Seminar für Europäische Ethnologie/Volkskunde

Aktuelle Forschungsprojekte

Dissertationsprojekt: Päderastie in der deutschen Jugendbewegung. Eine kulturwissenschaftliche Annäherung.

Abstract zum Promotionsprojekt

Seit einigen Jahren verunsichern öffentlich gewordene Fälle sexuellen Missbrauchs innerhalb von Gruppen in der Tradition der deutschen Jugendbewegung die dortige Szene. Es zeichnet sich ab, dass sexuelle Kontakte von Erwachsenen Mitgliedern mit Kindern und insbesondere adoleszenten Jungen keine Einzelfälle waren, sondern vor unterschiedlichen gesellschaftlichen Kontexten seit der Gründung erster Wandervogelgruppen um 1900 nachweisbar sind. In Anlehnung an Vorbilder griechischer Päderastievorstellungen wurden hierzu eigene Legitimationsstrategien geschaffen und tradiert. Im Juni 2013 verurteilte das Landgericht Saarbrücken den Gruppenleiter einer Pfadfinder- und Wandervogelgruppe wegen sexuellen Missbrauchs an Schutzbefohlenen. Das Gericht kam in seiner Urteilsbegründung zu dem Schluss, dass neben reformpädagogischen- und katholischen Internatseinrichtungen die deutsche Jugendbewegung ein weiterer Bereich sei, wo an einigen Orten sexuelle Verhältnisse zu Minderjährigen akzeptiert und ideologisch legitimiert seien. Diesen Thesen will das Promotionsprojekt unter kulturwissenschaftlicher Fragestellung nachgehen. Wie formierten und tradierten sich päderastische Vorstellungen und Lebensweisen innerhalb jugendbewegter Alternativkultur vor ihrem jeweiligen gesellschaftlichen Kontext? In welchem Maße und wie prägten sie beziehungsweise ihre Protagonisten die dortige Alltagskultur und wurden zugleich durch diese geprägt? Was wurde dabei im Einzelnen unter päderastischen Vorstellungen bzw. denen eines „eros paidikos“ diskursiv und in der Alltagspraxis verstanden?

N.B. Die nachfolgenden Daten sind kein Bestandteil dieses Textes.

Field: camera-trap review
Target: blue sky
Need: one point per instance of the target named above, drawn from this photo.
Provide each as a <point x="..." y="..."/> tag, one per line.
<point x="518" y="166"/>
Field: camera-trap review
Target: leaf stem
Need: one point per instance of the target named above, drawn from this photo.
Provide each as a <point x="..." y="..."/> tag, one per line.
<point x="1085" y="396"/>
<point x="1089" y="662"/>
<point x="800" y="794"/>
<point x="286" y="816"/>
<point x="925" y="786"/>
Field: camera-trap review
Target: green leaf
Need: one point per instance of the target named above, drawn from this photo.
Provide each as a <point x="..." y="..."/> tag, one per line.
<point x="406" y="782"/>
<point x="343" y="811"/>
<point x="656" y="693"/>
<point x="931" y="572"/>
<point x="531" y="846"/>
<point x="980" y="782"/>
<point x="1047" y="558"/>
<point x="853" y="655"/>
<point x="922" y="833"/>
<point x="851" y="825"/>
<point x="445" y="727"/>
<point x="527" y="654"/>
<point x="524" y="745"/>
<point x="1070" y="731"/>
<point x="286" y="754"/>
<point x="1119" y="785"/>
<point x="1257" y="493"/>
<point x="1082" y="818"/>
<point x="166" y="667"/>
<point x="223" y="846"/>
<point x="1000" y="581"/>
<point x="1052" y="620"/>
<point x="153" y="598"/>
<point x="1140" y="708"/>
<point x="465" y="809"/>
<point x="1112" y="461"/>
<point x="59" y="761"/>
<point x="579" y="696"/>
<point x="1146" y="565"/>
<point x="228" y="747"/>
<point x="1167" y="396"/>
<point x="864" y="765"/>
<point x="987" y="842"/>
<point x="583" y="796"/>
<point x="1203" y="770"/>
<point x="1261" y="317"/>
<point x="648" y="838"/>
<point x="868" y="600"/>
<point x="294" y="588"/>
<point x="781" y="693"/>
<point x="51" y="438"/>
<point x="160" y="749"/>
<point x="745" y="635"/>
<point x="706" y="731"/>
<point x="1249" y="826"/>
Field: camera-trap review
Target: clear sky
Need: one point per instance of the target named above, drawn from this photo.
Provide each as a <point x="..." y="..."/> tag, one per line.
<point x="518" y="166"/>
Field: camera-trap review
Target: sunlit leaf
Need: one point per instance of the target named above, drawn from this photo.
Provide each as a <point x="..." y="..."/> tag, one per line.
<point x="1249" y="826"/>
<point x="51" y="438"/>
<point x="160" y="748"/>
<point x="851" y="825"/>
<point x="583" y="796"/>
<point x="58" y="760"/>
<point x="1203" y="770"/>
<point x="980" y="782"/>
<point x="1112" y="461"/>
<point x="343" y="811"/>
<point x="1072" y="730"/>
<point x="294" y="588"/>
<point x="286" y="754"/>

Zeitlich setzt die Studie mit den Anfängen der Wandervogelbewegung im deutschen Kaiserreich an, wo anlässlich der Veröffentlichung des Buches „Die deutsche Wandervogelbewegung als erotisches Phänomen. Ein Beitrag zur Erkenntnis der sexuellen Inversion“ durch Hans Blüher bereits 1912 eine umfangreiche Debatte zu diesem Thema geführt wurde. Im Laufe der jugendbewegten Geschichte durch das 20. Jahrhundert wird einer der Schwerpunkte auf der Zeit der 1970er bis 1980er Jahre liegen, wo sich innerhalb der neuen sozialen Bewegungen eine eigene Pädophilenbewegung herausbildete, die Querverbindungen zur Jugendbewegung erkennen lässt.

Neben archivalischer Quellenarbeit und der Auswertung jugendbewegter Publikationen und Bilder stellen qualitative Interviews mit Akteuren und Betroffenen aus den jugendbewegten Gruppen einen weiteren Zugang für die Studie.

Das Promotionsprojekt will nicht nur einen Beitrag zu den bereits vielfältigen Forschungen zur deutschen Jugendbewegung leisten, sondern darüber hinaus durch den kulturwissenschaftlichen Blickwinkel neue Erkenntnisse für die interdisziplinären Forschungen zur Päderastie, Pädosexualität und Präventionsarbeit gegen sexuellen Missbrauch erbringen.

 

Vorstudie „Sexuelle Gewalt im Rahmen der so genannten Pädosexuellenbewegung in Berlin“

Aufarbeitungsprojekt im Auftrag der Unabhängigen Kommission zur Aufarbeitung sexuellen Kindesmissbrauchs (UKASK) gemeinsam mit der Historikerin Iris Hax Aufarbeitungskommission (UKASK).


In West-Berlin der 1970er und 1980er Jahre sowie in der 1990 wiedervereinigten Stadt haben pädosexuelle Aktivisten für die Straffreiheit sexueller Handlungen von Erwachsenen mit Kindern geworben. Einige bekennende Pädosexuelle wurden wegen sexuellem Kindesmissbrauch zu Haftstrafen verurteilt. Anhand von archivalischen Quellen, Betroffenenberichten und  Zeitzeugengesprächen widmet sich die Studie der Einbindung pädosexueller Strukturen in gesellschaftliche und alternative Milieus seit 1970. Neben vertiefenden Erkenntnissen zur sogenannten „Pädosexuellenbewegung“ und dessen Allianzen soll die Studie Aufschlüsse zur Quellenlage geben und bisherigen Forschungsdesiderate benennen.